Solver Independent Modelling of Combinatorial and Optimization Problems
Department of Computer Engineering, Islamic Azad University, Malayer Branch, Malayer, Iran
- *Corresponding Author:
- Dr. Reza Rafeh
Department of Computer Engineering
Islamic Azad University
Malayer Branch, Malayer, Iran
E-mail: [email protected] yahoo.com
Received: October 24, 2010; Accepted: November 09, 2010; Published: November 11, 2010
Citation: Rafeh R (2010) Solver Independent Modelling of Combinatorial and Optimization Problems. J Comput Sci Syst Biol 3:086-088. doi: 10.4172/jcsb.1000063
Copyright: © 2010 Rafeh R. This is an open-access article distributed under the terms of the Creative Commons Attribution License, which permits unrestricted use, distribution, and reproduction in any medium, provided the original author and source are credited.

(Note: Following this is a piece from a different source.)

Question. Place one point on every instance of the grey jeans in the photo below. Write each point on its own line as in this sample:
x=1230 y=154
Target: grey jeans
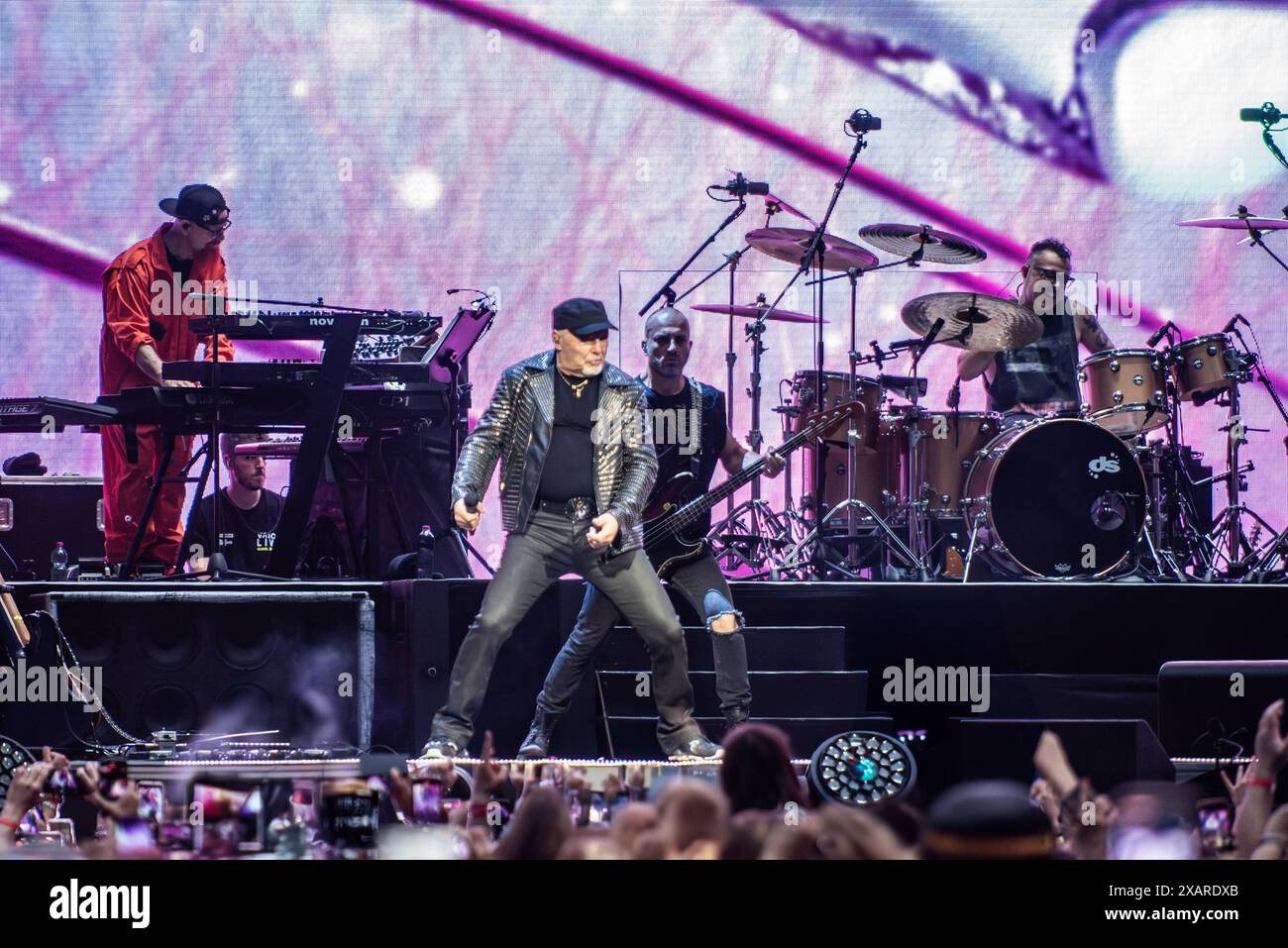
x=703 y=584
x=552 y=546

Combinatorial optimization problems appear in many real life applications as timetabling, planning and scheduling. However, they are often NP-hard. This means that there is no general and efficient algorithm for solving them. Modern approaches for tackling combinatorial and optimization problems divide the task into two major tasks: modeling and solving. Modelling means finding a proper formulation of the problem while solving means finding the solution of the problem. The most well-known modeling tools are: constraint programming languages, constraint libraries, (mathematical) modelling languages and specification languages. Modelling languages provide the most high-level practical level of modelling for modellers. There are some known solving techniques to tackle such problems of which the most popular ones are: mathematical methods, constraint programming and local search. Each technique has its own advantages and disadvantages and for a given problem it is unclear at the beginning which technique gives us the best result. Current modeling languages are tied to a specific solving technique. In this paper, we show how the modeling language Zinc can automatically map a conceptual model into corresponding low level model suitable for one of the aforementioned solving techniques.